Consider this about Baby Boomers:  They are the second largest group of bloggers (after moms).  Two out of three of them take photos with their cell phones.  Sixty percent of them text.  They’ve invaded Facebook, Twitter, Skype and YouTube.   It’s not that they can’t learn how to do things on the computer. The work place problem could stem from ineffective instruction, poor communication about the relevant goals, and/or the failure to tie the change to personal effectiveness.

Consider these things when  trying to teach new technology to employees, regardless of their age:

Are you using the right instructor?

When there is a failure to learn, look at the quality of the teacher. Most often, IT resources are the ones who design and offer the training needed to learn new hardware and software applications. Unless your company is remarkably unique, these people are probably not even speaking the same language as some of your workers. Those who are comfortable with computers tend to rattle off jargon and terms in quick succession, “demonstrate” with a series of rapid key strokes, and assume everybody gets it. That is not teaching. It’s geeks sharing with geeks.
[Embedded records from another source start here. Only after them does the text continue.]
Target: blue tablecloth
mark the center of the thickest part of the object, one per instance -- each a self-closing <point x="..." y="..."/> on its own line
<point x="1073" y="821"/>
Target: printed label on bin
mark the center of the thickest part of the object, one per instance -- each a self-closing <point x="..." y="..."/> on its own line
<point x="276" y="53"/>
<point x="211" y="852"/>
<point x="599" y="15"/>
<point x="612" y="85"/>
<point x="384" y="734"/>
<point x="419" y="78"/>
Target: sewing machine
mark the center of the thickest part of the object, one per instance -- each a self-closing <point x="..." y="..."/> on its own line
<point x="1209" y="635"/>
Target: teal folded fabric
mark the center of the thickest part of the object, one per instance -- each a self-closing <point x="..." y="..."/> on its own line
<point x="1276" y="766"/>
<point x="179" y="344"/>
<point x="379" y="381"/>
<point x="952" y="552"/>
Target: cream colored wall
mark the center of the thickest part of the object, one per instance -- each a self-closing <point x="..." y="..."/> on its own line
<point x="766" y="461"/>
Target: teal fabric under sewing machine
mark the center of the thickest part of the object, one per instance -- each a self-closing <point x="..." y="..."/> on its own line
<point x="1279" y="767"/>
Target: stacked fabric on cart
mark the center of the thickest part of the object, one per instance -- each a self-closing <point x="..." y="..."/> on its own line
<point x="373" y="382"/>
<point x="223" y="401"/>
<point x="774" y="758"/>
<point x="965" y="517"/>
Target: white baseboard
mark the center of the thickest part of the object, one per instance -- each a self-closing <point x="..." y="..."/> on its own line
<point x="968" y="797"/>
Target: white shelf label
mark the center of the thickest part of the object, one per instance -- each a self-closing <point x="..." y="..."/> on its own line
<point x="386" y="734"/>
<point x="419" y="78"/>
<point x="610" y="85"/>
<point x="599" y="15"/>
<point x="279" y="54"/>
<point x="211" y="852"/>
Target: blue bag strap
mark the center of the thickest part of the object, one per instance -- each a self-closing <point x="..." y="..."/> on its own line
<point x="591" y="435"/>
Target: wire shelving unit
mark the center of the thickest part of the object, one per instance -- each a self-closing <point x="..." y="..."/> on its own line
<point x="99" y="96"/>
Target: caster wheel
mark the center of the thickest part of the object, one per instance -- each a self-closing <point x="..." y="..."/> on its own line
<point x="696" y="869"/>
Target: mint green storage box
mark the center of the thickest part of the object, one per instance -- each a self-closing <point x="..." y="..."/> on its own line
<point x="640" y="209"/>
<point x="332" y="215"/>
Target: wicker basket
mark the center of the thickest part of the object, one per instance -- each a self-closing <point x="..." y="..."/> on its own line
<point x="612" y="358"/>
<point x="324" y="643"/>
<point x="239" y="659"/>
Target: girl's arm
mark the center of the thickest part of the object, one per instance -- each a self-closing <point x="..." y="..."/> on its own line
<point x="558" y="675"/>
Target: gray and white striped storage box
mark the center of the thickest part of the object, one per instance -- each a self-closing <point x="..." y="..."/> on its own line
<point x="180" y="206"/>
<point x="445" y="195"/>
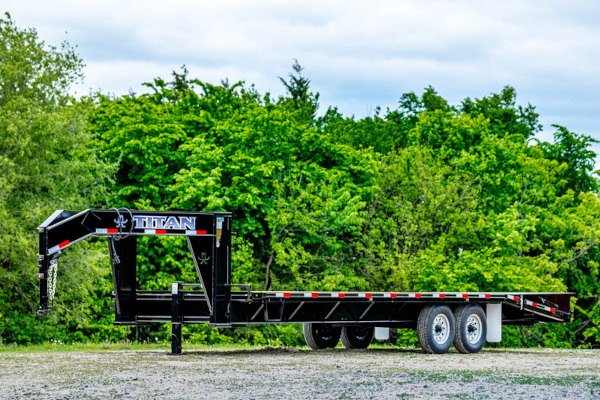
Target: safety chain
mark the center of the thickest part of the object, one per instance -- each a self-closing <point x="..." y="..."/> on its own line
<point x="52" y="272"/>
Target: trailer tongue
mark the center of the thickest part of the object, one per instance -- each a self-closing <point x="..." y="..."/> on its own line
<point x="465" y="319"/>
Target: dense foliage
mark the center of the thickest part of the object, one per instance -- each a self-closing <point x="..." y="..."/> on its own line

If you’re not a geek, you have no idea what just happened.

Those who didn’t use computers during their formative years may need a different training approach than those who did.  Offer the class in a way they can understand.  You need a trainer who understands that students learn in different ways and who creates examples, analogies, and practice exercises that are class specific.

Clearly explain the reason for the change

Don’t jump into implementation without effectively explaining why it’s needed to those who have to live with it. Talk about why the company needs this change, how important it is for everyone to make the change, and what you are doing to help people understand and use the new technology so employees don’t make wrong assumptions. Make these employees partners and they are more likely to step up to the challenge. (Conversely, “do it because I said so” stops working with most people before they are out of elementary school.) Debunk the falsehoods coming out of the rumor mill at the same time. And do all of this before training so they are ready to learn.

Tie the change to improved personal effectiveness

There’s an old saying in training: “They gotta wanna.” The first piece of any successful training effort-is helping trainees see the value of performing differently themselves. This isn’t a case of telling someone to learn it “or else.” And it’s not usually a case of “you can make more money if you learn this.”

When you need employees to learn new technology, focus on the fact that their contribution is valuable and needs to be fully integrated with what the rest of the company is doing. Virtually every tech improvement is meant to achieve better integration in some way.

Most people want to be good at what they do. Helping them understand that their work becomes more valuable if they use the new system increases the value of the change in personal terms.